Dopo gli anni dell’euforia iniziale, ora anche il mondo del naturale a oltranza incomincia a mostrare qualche crepa, a dimostrazione che fra naturale e tecnologico il male non è da una parte sola. Infatti è piuttosto facile dimostrare che molti effetti negativi dovuti al progresso incontrollato si possono ottenere anche dal naturale: se si brucia plastica si ottiene diossina, ma la si ottiene anche se si brucia un albero!
Purtroppo la natura e le sue leggi non sono interessate al singolo individuo, ma alla specie. Alla natura non interessa il deforme Giacomo Leopardi con la sua sensibilità e le sue tragiche sofferenze, alla natura interessa l’uomo come specie animale. Chi crede per esempio che con rimedi naturali si possa curare tutto non ha capito che la natura non vuole salvare il singolo individuo, anzi la morte fa parte del disegno per la salvaguardia della specie, e che quindi non può certo mettere a disposizione dei rimedi con cui il singolo possa prolungare oltre il lecito la sua esistenza.
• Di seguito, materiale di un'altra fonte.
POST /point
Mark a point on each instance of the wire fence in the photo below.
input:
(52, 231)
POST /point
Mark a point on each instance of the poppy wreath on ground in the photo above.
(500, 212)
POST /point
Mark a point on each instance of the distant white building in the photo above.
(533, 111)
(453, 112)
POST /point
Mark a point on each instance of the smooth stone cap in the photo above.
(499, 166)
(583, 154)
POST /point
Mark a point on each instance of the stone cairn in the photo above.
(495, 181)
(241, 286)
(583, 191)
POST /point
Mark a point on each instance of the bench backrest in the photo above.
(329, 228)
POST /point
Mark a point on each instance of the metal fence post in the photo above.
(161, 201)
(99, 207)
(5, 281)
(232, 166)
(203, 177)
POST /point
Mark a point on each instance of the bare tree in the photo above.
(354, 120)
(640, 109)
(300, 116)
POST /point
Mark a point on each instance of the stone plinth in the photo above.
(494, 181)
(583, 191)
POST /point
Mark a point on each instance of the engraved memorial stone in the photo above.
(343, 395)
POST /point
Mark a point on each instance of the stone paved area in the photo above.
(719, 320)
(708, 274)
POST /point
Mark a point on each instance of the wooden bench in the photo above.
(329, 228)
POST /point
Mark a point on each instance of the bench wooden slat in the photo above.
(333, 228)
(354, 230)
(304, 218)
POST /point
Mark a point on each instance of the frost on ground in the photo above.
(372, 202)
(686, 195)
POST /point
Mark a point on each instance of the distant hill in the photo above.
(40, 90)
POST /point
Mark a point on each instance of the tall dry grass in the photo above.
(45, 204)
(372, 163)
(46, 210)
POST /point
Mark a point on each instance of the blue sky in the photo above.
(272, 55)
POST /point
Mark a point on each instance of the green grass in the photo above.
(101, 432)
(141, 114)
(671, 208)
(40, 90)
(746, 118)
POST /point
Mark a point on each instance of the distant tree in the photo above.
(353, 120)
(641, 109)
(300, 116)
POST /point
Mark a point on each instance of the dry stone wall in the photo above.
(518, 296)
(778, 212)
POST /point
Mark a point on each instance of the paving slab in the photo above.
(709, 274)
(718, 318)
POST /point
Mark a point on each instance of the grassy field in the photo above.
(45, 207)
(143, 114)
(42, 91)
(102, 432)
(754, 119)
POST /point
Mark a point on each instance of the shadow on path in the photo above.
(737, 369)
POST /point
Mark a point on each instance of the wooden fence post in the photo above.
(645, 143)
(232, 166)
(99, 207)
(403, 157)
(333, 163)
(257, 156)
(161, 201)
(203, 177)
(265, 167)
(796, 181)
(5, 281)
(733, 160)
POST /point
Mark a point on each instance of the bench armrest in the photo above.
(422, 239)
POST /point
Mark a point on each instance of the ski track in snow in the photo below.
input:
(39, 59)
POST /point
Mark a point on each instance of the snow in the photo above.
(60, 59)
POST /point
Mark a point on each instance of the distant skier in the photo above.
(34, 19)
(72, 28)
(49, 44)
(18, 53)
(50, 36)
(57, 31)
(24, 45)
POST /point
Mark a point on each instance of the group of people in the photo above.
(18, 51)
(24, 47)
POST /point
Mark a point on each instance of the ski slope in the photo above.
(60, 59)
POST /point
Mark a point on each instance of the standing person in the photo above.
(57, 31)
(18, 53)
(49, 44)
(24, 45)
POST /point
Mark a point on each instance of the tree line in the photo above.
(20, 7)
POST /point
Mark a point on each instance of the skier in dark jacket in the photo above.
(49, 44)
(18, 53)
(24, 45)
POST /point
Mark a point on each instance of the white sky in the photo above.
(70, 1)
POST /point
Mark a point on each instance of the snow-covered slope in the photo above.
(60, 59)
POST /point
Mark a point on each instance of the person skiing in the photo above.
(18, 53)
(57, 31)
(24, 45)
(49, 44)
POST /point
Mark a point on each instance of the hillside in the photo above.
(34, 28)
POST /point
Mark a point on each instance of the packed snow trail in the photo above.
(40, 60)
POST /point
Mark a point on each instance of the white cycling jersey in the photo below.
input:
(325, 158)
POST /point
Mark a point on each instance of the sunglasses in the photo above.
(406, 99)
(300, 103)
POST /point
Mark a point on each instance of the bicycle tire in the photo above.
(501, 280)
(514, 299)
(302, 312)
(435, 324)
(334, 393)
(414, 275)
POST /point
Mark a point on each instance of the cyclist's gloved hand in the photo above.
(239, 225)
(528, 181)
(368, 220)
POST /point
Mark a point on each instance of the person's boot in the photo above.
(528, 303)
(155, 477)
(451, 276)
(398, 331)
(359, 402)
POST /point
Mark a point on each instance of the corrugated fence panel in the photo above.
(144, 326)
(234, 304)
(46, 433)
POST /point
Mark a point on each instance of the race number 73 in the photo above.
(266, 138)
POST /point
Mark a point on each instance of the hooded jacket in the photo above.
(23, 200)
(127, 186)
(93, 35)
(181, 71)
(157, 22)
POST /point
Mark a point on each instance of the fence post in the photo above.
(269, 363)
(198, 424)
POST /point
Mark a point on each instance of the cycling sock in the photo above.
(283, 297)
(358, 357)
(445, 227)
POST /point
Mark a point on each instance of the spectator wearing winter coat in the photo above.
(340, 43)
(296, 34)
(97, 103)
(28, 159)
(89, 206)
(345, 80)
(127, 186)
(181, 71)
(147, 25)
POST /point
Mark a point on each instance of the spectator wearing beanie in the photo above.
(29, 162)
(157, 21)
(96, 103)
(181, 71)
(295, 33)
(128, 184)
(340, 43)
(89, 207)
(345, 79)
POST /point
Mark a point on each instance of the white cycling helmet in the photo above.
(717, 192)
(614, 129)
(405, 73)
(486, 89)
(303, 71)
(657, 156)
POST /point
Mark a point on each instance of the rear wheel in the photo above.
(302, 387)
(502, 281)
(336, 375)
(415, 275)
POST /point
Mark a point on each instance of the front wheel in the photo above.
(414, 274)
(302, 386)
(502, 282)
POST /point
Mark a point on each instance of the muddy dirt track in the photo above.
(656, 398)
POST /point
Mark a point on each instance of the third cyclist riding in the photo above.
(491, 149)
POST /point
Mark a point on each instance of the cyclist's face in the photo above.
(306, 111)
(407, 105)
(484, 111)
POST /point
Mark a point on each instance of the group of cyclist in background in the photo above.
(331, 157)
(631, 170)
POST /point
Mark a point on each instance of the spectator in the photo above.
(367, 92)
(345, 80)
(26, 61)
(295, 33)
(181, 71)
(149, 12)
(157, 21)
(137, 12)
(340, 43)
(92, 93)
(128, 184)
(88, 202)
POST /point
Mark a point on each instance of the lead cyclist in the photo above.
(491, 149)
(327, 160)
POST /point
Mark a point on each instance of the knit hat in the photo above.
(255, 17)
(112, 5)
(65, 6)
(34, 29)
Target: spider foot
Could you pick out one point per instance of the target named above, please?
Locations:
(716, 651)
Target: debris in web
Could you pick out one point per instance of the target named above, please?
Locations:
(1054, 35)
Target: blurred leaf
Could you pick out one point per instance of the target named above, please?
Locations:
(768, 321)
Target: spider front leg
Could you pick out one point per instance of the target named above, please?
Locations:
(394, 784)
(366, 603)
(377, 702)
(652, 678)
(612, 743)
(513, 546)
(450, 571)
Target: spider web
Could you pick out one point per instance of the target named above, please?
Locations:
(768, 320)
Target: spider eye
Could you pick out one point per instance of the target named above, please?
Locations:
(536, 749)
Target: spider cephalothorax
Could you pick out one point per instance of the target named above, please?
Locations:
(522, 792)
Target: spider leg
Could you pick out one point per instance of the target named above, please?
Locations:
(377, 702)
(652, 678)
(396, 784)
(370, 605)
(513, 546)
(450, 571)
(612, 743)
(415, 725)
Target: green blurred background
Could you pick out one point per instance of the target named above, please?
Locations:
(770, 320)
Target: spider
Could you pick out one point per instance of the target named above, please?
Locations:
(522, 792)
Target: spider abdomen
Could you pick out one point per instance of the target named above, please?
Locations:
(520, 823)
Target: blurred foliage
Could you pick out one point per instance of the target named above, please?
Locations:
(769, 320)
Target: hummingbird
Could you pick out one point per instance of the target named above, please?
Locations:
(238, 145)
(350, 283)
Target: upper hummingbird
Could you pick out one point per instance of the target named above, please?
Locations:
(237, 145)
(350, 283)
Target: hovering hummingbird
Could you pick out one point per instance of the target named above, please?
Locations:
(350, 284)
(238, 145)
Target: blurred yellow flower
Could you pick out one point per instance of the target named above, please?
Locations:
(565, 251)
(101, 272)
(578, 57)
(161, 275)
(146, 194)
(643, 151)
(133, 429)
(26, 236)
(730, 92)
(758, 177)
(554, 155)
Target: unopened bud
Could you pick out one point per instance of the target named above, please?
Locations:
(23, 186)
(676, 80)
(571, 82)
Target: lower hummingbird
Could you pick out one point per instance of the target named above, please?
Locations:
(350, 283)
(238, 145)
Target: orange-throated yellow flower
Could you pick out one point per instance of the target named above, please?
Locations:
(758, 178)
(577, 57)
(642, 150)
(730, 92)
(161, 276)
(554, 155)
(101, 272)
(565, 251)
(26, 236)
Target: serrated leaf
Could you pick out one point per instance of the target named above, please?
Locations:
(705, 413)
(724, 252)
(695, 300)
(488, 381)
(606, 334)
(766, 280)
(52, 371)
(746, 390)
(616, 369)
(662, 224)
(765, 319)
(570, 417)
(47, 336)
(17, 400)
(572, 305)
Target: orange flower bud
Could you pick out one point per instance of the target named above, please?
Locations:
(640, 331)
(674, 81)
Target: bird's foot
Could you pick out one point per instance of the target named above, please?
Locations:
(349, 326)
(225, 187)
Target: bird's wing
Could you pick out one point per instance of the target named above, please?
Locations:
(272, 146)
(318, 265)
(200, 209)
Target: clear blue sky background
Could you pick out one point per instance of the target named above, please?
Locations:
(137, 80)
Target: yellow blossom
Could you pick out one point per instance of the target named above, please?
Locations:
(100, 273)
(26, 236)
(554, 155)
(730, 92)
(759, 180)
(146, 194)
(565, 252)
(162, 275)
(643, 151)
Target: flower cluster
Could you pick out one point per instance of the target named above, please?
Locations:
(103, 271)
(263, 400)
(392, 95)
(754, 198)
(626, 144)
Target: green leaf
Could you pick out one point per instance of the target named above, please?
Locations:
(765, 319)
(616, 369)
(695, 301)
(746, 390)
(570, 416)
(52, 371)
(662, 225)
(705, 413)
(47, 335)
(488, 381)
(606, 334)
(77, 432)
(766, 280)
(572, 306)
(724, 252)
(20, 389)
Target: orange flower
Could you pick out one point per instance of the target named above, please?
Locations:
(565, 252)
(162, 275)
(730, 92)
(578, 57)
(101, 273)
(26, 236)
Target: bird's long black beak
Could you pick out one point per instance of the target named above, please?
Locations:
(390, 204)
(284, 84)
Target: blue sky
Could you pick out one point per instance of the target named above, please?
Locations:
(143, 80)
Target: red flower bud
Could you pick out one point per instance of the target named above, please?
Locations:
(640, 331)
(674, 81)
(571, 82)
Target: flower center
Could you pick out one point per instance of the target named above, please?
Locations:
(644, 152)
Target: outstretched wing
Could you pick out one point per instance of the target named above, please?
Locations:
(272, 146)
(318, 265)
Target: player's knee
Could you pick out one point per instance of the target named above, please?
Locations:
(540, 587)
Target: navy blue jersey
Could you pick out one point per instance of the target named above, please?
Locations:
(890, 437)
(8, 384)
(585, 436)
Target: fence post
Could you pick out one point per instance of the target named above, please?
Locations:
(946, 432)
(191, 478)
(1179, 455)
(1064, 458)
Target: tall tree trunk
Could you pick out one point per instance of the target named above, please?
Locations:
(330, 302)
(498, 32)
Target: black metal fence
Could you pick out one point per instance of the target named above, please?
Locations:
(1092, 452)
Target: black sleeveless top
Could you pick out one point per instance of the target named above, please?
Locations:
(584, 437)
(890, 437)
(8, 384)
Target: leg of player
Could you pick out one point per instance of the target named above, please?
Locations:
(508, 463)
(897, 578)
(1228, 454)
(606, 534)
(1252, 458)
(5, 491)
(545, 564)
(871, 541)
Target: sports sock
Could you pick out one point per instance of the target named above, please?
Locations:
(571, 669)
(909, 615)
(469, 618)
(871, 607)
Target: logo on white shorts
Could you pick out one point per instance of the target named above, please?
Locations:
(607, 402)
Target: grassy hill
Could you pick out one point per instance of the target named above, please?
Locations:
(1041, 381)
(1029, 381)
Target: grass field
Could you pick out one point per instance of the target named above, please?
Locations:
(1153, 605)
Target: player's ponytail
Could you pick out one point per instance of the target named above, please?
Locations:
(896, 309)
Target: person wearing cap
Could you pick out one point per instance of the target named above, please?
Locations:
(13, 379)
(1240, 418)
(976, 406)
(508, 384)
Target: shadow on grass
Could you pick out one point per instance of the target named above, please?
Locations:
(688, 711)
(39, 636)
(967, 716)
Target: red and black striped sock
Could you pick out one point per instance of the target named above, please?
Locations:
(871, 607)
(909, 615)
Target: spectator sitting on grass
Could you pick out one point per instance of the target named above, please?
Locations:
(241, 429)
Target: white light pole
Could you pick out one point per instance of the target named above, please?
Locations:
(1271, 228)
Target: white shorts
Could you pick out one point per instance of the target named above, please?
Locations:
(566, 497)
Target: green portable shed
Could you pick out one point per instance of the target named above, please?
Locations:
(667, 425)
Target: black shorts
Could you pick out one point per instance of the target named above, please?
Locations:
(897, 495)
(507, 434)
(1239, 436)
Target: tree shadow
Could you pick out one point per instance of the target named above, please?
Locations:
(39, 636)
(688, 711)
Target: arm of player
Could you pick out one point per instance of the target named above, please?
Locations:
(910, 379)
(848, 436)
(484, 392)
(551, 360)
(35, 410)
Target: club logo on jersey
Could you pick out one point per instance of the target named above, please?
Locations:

È quindi compito dell’uomo andare al di là della natura e salvaguardare l’individuo. In Italia la vita media agli inizi del 1900 era di 43 anni. Dopo un secolo gran parte dei sostenitori della vita naturale come la migliore possibile (alcuni sarebbero già morti) ha di fronte a sé almeno mezzo secolo di vita proprio grazie a quella scienza che rinnegano.
Sperando che il naturale li salvi, molti scelgono stili di vita che alla maggior parte delle persone appaiono incomprensibili; per esempio sul piano salutistico abbandonano la medicina tradizionale per affidarsi a quella alternativa. Per capire come tale tentativo sia molto superficiale, leggete Medicine alternative o Due test per il terapeuta alternativo.
Se ancora non siete convinti che l’equivalenza naturale=buono sia sbagliata, riflettete:
come può la natura essere completamente buona, visto che ci fa invecchiare e morire?
In altri termini, non esiste nessuna relazione fra buono e naturale.